Our Curious Response To The Guantanamo Suicides

Who’s been studying Kafka in the Bush-Cheney-Pace-Rumsfeld military, and treating it as a manual? (Probably not Bush, right?)

After the recent Guantanamo suicides, although the military portrayed the suicides variously as “an act of asymmetrical warfare” and a “good PR move to draw attention”, much of the world insisted on seeing the suicides as acts of despair, triggered by the prospect of being detained indefinitely under non-Geneva convention conditions:

Ken Roth, head of Human Rights Watch in New York, told the BBC the men had probably been driven by despair.

“These people are despairing because they are being held lawlessly,” he said.

“There’s no end in sight. They’re not being brought before any independent judges. They’re not being charged and convicted for any crime.”

In a Kafkaesque nightmare, what is the proper next move by the authorities? You suspend even the limited and possibly tainted legal proceedings that are under way:

The defence department has suspended all military trials for suspects at the US detention camp.

No reason was given for the move announced in a Pentagon statement.

Comments

  1. Nick in Beantown says:

    The defence department has suspended all military trials for suspects at the US detention camp.

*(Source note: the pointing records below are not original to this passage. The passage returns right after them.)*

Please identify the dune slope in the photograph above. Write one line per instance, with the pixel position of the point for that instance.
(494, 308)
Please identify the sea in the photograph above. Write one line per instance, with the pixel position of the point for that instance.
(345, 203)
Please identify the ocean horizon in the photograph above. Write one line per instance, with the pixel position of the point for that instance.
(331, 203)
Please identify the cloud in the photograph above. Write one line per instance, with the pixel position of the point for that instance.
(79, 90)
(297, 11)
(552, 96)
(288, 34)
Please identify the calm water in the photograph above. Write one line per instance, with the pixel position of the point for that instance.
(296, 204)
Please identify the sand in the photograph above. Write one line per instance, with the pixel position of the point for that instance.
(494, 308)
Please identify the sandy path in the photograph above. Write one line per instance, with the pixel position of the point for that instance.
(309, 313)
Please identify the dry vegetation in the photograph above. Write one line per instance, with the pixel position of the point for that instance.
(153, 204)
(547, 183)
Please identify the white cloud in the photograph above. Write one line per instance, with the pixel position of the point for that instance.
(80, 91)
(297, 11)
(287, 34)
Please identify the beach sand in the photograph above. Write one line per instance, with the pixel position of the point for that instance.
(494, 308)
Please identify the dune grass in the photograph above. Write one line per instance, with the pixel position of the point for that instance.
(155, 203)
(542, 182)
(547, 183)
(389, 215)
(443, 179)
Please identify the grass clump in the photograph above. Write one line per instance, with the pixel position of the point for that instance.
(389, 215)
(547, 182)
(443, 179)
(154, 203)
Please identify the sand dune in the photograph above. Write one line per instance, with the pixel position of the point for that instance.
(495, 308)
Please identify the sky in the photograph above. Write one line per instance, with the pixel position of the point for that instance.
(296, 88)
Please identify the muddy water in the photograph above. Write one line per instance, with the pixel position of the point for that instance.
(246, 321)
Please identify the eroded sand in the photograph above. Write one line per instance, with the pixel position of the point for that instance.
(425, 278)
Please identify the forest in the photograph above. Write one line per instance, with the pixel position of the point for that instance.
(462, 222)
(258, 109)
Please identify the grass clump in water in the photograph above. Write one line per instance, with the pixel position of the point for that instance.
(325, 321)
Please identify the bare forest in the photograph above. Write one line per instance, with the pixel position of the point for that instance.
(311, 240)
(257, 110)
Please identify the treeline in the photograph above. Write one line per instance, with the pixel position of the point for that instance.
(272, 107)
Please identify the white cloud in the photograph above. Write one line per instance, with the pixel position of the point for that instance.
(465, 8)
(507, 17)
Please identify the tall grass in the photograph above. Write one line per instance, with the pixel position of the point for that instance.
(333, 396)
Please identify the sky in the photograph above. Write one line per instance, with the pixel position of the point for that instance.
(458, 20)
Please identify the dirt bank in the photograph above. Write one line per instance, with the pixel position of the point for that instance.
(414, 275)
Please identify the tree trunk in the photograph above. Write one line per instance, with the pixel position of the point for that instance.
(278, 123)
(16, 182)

    They also kicked-out all the reporters.

  2. JimC says:

    I have a great idea! Adopt-a-detainee program! Yes, all you people who think the detainees are harmless scared people held against their will for no good reason, then here’s your chance! Volunteer to adopt a GITMO detainee and bring him home! They’ve had their shots, most of them are potty trained, and all of them come with certified papers! Call now!

    Seriously, what do you sugest we do with these people? Send them to Disney World?

  3. sarabeth says:

    Seriously, what do you sugest we do with these people? Send them to Disney World?

    No, we should just say we were going to free them anyway because they had done nothing wrong. And we should say this right after they commit suicide. And under no circumstances should we say it in less than two years, at a minimum.

  4. JimC says:

    No, we should just say we were going to free them anyway because they had done nothing wrong. And we should say this right after they commit suicide. And under no circumstances should we say it unless than two years at a minimum.

    So that’s a free them but not in my back yard answer?

  5. sarabeth says:

    No, it’s actually a “You’re fucked again” answer, if you had the wit to recognize that.